You have to give more information than that. Try to explain a little what you did. 'Synching my file' is not something you can do in Lightroom. You can use 'Synchronize Folder' but that does not normally make you lose pictures.


----------



## algernon (Nov 10, 2017)

JohanElzenga said:


> You have to give more information than that. Try to explain a little what you did. 'Synching my file' is not something you can do in Lightroom. You can use 'Synchronize Folder' but that does not normally make you lose pictures.


I think what I did was sync a folder. After doing that I was not able to see the balance of my photos. I had 1700 pics in that folder and now I can only view three of them and I cant figure out how to retrieve the rest. One other issue that I have is, when I upload a photo to develop ,I receive a message that says the file could not be found.


----------



## Johan Elzenga (Nov 10, 2017)

Sounds like you used 'Synchronize Folder' and when Lightroom said that there were missing pictures, you told it to delete these. If that's true, then these pictures are gone from the catalog. Do you have a catalog backup from before you used 'Synchronize'?


----------



## algernon (Nov 17, 2017)

JohanElzenga said:


> Sounds like you used 'Synchronize Folder' and when Lightroom said that there were missing pictures, you told it to delete these.
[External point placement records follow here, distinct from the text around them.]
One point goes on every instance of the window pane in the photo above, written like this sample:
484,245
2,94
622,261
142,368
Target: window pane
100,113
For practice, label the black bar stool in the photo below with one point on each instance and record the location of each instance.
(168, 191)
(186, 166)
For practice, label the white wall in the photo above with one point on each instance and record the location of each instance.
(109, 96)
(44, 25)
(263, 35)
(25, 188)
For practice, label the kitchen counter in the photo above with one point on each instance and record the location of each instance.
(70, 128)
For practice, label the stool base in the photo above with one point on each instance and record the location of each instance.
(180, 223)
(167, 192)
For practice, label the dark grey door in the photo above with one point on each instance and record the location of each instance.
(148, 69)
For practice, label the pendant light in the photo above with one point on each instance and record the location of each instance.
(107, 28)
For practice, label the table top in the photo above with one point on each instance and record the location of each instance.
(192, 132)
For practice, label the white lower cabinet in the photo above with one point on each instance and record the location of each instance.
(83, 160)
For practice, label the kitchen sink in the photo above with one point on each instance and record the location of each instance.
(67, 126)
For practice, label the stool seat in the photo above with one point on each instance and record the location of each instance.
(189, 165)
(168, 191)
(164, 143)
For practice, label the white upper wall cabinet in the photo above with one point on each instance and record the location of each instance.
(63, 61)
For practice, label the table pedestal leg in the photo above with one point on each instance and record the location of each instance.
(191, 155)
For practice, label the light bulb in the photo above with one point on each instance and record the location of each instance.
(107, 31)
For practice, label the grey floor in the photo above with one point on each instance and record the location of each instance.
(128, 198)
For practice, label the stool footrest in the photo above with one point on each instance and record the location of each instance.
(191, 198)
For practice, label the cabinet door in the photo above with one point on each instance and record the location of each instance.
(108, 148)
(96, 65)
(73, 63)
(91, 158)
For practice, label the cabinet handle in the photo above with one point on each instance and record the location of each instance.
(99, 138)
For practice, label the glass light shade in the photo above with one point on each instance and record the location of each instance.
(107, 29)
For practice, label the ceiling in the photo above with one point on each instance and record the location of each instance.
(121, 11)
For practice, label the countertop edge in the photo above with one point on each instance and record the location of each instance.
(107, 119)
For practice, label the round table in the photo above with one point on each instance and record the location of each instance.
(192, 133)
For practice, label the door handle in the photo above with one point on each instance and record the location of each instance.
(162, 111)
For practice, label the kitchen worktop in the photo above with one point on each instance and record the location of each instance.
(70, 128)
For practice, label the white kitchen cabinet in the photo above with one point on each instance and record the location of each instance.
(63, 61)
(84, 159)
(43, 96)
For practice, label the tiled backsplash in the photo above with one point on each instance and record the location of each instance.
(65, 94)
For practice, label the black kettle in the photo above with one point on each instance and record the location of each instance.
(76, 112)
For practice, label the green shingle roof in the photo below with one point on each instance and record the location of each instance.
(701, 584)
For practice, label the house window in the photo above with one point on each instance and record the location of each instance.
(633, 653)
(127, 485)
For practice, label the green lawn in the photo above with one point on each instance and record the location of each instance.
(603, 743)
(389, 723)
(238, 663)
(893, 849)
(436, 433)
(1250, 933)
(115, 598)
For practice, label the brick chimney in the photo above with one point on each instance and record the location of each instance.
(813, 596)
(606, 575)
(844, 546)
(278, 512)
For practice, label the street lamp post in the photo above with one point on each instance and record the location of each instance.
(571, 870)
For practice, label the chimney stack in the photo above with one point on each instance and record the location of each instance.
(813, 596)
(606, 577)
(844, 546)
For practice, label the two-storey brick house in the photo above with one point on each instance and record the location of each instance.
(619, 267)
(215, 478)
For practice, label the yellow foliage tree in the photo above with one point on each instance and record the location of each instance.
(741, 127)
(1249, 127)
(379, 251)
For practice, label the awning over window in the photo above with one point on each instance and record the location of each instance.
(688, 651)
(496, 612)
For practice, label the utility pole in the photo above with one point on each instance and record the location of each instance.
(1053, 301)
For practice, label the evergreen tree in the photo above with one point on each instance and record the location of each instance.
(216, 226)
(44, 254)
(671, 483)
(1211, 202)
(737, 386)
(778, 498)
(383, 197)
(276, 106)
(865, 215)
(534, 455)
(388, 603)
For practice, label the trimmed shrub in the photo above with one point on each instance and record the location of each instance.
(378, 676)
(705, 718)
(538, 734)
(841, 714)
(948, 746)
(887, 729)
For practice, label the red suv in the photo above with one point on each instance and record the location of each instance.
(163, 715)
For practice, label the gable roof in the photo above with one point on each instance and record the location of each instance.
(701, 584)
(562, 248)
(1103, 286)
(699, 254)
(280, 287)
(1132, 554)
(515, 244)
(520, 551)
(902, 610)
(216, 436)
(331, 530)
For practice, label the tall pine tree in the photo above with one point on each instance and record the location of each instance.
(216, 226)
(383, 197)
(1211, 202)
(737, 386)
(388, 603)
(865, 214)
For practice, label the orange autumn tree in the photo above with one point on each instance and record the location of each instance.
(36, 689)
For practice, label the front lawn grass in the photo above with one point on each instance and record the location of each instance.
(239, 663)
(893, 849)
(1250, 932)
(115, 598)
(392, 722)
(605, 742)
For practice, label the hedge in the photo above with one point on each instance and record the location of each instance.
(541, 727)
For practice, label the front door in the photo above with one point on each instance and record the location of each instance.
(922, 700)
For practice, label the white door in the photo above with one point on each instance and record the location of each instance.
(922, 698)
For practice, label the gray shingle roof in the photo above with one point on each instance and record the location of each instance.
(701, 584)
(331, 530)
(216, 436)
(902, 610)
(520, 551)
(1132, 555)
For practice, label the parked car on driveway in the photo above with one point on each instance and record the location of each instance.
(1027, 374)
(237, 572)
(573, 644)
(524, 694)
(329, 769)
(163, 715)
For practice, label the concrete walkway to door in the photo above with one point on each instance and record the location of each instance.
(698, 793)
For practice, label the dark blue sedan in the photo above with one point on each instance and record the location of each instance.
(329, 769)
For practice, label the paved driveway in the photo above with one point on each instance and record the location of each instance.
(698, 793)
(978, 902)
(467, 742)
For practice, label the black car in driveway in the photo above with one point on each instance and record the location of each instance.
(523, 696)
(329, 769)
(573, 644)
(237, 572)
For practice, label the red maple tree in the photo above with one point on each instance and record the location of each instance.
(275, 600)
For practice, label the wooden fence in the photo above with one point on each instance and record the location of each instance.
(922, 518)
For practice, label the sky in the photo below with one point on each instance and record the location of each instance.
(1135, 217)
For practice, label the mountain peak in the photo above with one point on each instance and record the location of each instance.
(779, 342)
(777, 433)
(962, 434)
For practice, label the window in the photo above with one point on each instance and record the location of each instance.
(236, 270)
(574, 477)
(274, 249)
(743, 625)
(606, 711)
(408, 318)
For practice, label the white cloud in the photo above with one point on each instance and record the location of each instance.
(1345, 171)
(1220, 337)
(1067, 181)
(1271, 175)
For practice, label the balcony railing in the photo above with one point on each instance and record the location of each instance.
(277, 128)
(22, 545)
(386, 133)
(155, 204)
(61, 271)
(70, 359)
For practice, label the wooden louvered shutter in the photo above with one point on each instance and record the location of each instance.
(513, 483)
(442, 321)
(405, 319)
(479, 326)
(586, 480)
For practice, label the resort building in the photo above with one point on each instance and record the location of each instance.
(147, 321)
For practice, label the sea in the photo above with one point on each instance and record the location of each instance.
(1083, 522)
If that's true, then these pictures are gone from the catalog. Do you have a catalog backup from before you used 'Synchronize'?


No I did not ask to delete anything, and I did not have a back up of my pics. Still can’t develop pics in Lightroom. 
Folder not found, is the error message. 
Help if you can? Thanks


----------



## Johan Elzenga (Nov 17, 2017)

You can't develop pictures if Lightroom doesn't know where these pictures are, and the 'Folder not found' message tells you that. So you will have to find the new location of that folder yourself. It could be moved, or it could be renamed (or both). If you know where it is, then you can 'reconnect' it in Lightroom in the following way. Go to the folder panel and look for the folder. It will be shown as 'missing' with a question mark, but it should still be there. Right-click on it and choose 'Find Missing Folder'. You will get an standard 'Open' dialog. Navigate to the new location of the folder and select it. Done.


----------